Tom Lane wrote:
You're focusing on the wrong thing --- there's nothing wrong with the plan. It's only taking 9 seconds to perform the merge join. The other 183 seconds are going somewhere else; you need to find out where. One thing that came to mind was triggers, which would be shown in the EXPLAIN results if you are using a sufficiently recent version of PG (but you didn't say what you're using) ... however if this is a straight port of MySQL code it's pretty unlikely to have either custom triggers or foreign keys, so that is most likely the wrong guess. It may just be that it takes that long to update 26917 rows, which would suggest a configuration problem to me.
Any suggestions for finding out where all the time is being spent? I'm running 8.2.0 by the way, bit boneheaded of me to not mention that in the original message, but I'm planning on upgrading to 8.2.3 soon. I don't have any triggers or other procedures set up that would interrupt this, which is why I'm really confused as to the enormous runtime. I agree that the merge join only takes 9 seconds, but it looks to me like the 183 seconds are spent sequential scanning both tables, then sorting the results, which I imagine would be necessary for the merge join to take place. Sadly, I'm not familiar enough with the internals to know if this is the case or not.
shared_buffers, wal_buffers, and checkpoint_segments seem like things you might need to increase.
I'll try modifying those and report back with what kind of performance increases I can get.
Another problem with this approach is that it's not going to take long before the table is bloated beyond belief, if it's not vacuumed regularly. Do you have autovacuum turned on?

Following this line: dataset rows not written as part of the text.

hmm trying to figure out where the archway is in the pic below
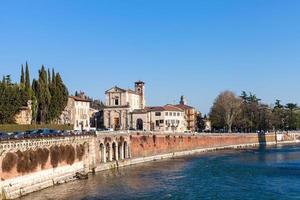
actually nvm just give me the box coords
[136,118,143,130]
[118,142,123,160]
[106,143,111,162]
[112,142,117,160]
[124,141,128,159]
[99,143,105,163]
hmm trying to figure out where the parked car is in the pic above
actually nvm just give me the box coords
[0,132,10,140]
[10,132,25,139]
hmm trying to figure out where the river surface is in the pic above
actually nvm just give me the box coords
[20,144,300,200]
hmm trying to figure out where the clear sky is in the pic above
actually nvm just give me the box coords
[0,0,299,114]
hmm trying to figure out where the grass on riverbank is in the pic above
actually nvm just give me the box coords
[0,124,73,132]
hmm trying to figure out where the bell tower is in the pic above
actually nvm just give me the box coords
[180,95,187,105]
[135,81,145,109]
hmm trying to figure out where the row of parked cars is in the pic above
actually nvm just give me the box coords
[0,129,93,141]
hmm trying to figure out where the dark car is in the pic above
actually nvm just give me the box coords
[25,130,40,138]
[10,132,25,139]
[0,132,10,140]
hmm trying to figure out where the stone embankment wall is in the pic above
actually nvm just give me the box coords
[0,132,298,199]
[130,133,276,158]
[0,135,93,199]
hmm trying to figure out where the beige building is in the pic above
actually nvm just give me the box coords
[14,100,32,125]
[103,81,187,133]
[60,95,91,131]
[131,105,186,132]
[103,81,145,130]
[172,96,197,132]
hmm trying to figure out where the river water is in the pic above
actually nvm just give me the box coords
[20,144,300,200]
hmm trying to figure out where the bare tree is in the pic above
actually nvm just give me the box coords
[210,91,242,133]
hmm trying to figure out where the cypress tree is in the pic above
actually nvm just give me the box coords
[36,65,51,124]
[25,62,31,96]
[20,64,25,88]
[52,68,55,84]
[48,68,51,85]
[48,72,68,122]
[31,78,38,124]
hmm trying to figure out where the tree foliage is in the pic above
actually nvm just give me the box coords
[0,76,26,123]
[0,63,69,124]
[209,91,242,133]
[209,91,300,132]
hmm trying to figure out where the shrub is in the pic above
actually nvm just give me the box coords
[58,145,66,162]
[36,148,49,169]
[50,146,60,168]
[65,145,75,165]
[16,150,26,173]
[16,149,38,173]
[2,152,17,172]
[76,144,85,161]
[27,149,38,171]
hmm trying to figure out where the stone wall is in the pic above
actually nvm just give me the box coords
[130,133,276,158]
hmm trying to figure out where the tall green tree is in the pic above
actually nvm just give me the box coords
[20,64,25,88]
[0,77,24,123]
[36,66,51,124]
[47,68,51,85]
[48,72,69,122]
[272,100,286,130]
[285,103,298,130]
[209,91,242,133]
[25,62,30,92]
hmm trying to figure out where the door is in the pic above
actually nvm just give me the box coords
[114,117,120,130]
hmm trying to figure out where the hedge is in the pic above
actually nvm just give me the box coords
[0,124,73,132]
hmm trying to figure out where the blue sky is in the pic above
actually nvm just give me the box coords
[0,0,299,114]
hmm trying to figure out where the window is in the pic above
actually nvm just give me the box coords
[170,112,172,116]
[155,112,161,116]
[115,98,119,105]
[156,120,160,127]
[177,112,180,116]
[165,112,168,116]
[160,120,164,124]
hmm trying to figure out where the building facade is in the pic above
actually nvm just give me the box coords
[60,95,91,131]
[103,81,145,130]
[103,81,188,133]
[131,105,186,132]
[172,96,197,132]
[14,100,32,125]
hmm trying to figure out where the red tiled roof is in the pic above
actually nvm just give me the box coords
[173,104,194,110]
[163,105,184,112]
[145,106,165,112]
[69,96,92,102]
[144,105,184,112]
[132,109,148,114]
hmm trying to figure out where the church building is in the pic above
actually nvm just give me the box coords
[103,81,145,130]
[103,81,189,133]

Does the tracker tend to send a lot of null updates (no real change to the rows)? If so it'd be worth complicating the query to check for no-change and avoid the update for unchanged rows.
The tracker is set up to run a VACUUM ANALYZE after each commit; I neglected to mention that. From the testing I've done, it seems like performance is more or less the same whether the table has been vacuumed recently. Also, the tracker specifically ignores null updates where no data is changed to cut down on the size of the data being sent.
Also, if you don't mind answering, I've been pretty puzzled why the two stored procedures are substantially slower than the original method, since the "concept" in my head seems like they would be a lot more simple. Am I missing something huge with the way Postgres works?
regards, tom lane
Thanks for the help, Tom. Steve Gerhardt